The locality assumption (plus assumption of independence of measurement choices) is embedded in the following factorization for $p$:
$$p(ab|xy,\lambda)=p(a|x,\lambda)p(b|y,\lambda).\tag A$$
This relation is needed to have $E_\lambda(A_x B_y)=E_\lambda(A_x)E_\lambda(B_y)$, so that
\begin{aligned}
E(A_0B_0)+E(A_0B_1)
&=\int d\lambda \,q(\lambda)[E_\lambda(A_0)E_\lambda(B_0)+E_\lambda(A_0)E_\lambda(B_1)] \\
&= \int d\lambda \,q(\lambda)E_\lambda(A_0)[E_\lambda(B_0)+E_\lambda(B_1)],
\end{aligned}
where
$$E_\lambda(A_x)\equiv\sum_a a \,p(a|x,\lambda),\quad
E_\lambda(B_y)\equiv\sum_b b \,p(b|y,\lambda).$$
Without locality assumption, the above would not hold.

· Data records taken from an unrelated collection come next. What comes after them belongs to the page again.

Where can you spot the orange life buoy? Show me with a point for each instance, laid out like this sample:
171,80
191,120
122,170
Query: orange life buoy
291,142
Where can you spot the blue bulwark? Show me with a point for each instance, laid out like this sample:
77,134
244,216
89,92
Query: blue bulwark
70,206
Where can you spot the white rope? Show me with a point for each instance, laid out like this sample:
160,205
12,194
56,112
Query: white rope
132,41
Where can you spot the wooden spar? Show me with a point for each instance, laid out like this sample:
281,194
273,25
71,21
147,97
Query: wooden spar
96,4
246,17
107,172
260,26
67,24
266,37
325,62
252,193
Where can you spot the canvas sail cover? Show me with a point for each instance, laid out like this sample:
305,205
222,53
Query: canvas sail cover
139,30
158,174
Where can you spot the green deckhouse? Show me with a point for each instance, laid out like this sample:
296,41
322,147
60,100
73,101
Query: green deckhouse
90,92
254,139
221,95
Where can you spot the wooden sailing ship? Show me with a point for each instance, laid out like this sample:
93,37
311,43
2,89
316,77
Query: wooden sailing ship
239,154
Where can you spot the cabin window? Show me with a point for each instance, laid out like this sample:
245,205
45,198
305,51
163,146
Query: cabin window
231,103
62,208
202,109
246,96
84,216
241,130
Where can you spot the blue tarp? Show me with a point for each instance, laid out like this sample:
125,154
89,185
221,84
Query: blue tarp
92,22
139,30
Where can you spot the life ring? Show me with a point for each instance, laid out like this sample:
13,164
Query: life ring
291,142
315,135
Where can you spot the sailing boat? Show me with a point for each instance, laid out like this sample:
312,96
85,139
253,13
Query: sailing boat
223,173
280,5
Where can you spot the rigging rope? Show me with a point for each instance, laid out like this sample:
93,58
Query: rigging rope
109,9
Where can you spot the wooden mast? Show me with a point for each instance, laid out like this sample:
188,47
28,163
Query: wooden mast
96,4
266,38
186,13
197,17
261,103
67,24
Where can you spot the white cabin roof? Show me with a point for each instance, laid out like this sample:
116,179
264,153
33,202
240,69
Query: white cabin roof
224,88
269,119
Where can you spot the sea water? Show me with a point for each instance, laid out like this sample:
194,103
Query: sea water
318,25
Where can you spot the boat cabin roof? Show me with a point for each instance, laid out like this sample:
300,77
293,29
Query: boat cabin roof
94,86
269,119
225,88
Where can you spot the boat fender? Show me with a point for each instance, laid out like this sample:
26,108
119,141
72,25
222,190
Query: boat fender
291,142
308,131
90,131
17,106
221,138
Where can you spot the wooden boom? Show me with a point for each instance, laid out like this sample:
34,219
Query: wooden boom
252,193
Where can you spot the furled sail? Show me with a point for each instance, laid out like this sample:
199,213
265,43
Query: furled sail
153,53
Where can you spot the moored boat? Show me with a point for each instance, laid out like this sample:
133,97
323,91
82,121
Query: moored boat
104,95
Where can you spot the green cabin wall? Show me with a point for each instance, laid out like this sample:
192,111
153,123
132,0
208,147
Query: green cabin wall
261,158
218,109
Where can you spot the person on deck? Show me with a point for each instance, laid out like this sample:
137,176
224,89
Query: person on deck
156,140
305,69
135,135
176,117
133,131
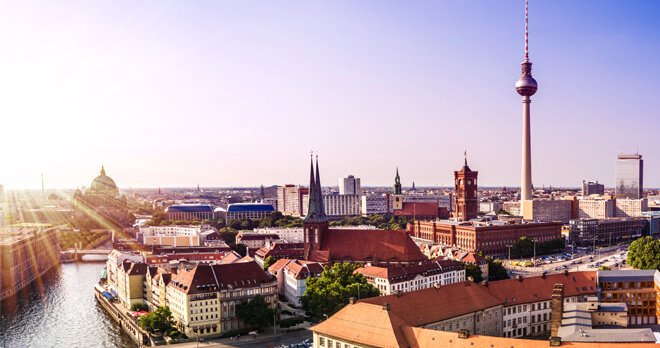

An analogous argument leads to
$$E_\lambda(A_1B_0)-E_\lambda(A_1B_1) = E_\lambda(A_1)[E_\lambda(B_0)-E_\lambda(B_1)].$$
The conclusion is now straightforward from here. Define
$$S_\lambda\equiv E_\lambda(A_0B_0)+E_\lambda(A_0B_1)+E_\lambda(A_1B_0)-E_\lambda(A_1B_1).$$
Then, using the above equalities, we have
$$S_\lambda= E_\lambda(A_0)[E_\lambda(B_0)+E_\lambda(B_1)]
+ E_\lambda(A_1)[E_\lambda(B_0)-E_\lambda(B_1)].$$
The triangle inequality, together with the fact that, by definition of the numbers we are attaching to the possible outputs, we have $0\le \lvert E_\lambda(A_i)\rvert \le 1$, now gives
$$\lvert S_\lambda\rvert\le \lvert E_\lambda(B_0)+E_\lambda(B_1)\rvert
+ \lvert E_\lambda(B_0) - E_\lambda(B_1)\rvert = 2\max(|E_\lambda(B_0)| , |E_\lambda(B_1)|).$$
The full $S$ is now defined by averaging $S_\lambda$ over the hidden variable $\lambda$, and because a convex mixture of numbers in $[-2,2]$ remains in $[-2,2]$, we reach the conclusion:
$$\lvert S\rvert\le 2.$$
But we could do the same trick if A depends on b too, so where is locality used?
No, you could not.
If the outcome of $A$ directly depends on $B$, then (A) does not hold, thus the probabilities do not factorize ($E(AB)\neq E(A)E(B)$), thus $E(A_0B_0)+E(A_0B_1)\neq E(A_0(B_0+B_1))$, thus the CHSH argument cannot be applied.
Aren't expectations always linear?
Indeed they are. The locality assumption is needed not for the linearity but to factorize the probabilities/expectation values, in order to put them into the form $E_\lambda(A_0)[E_\lambda(B_0)+E_\lambda(B_1)]$, at which point the CHSH argument applies.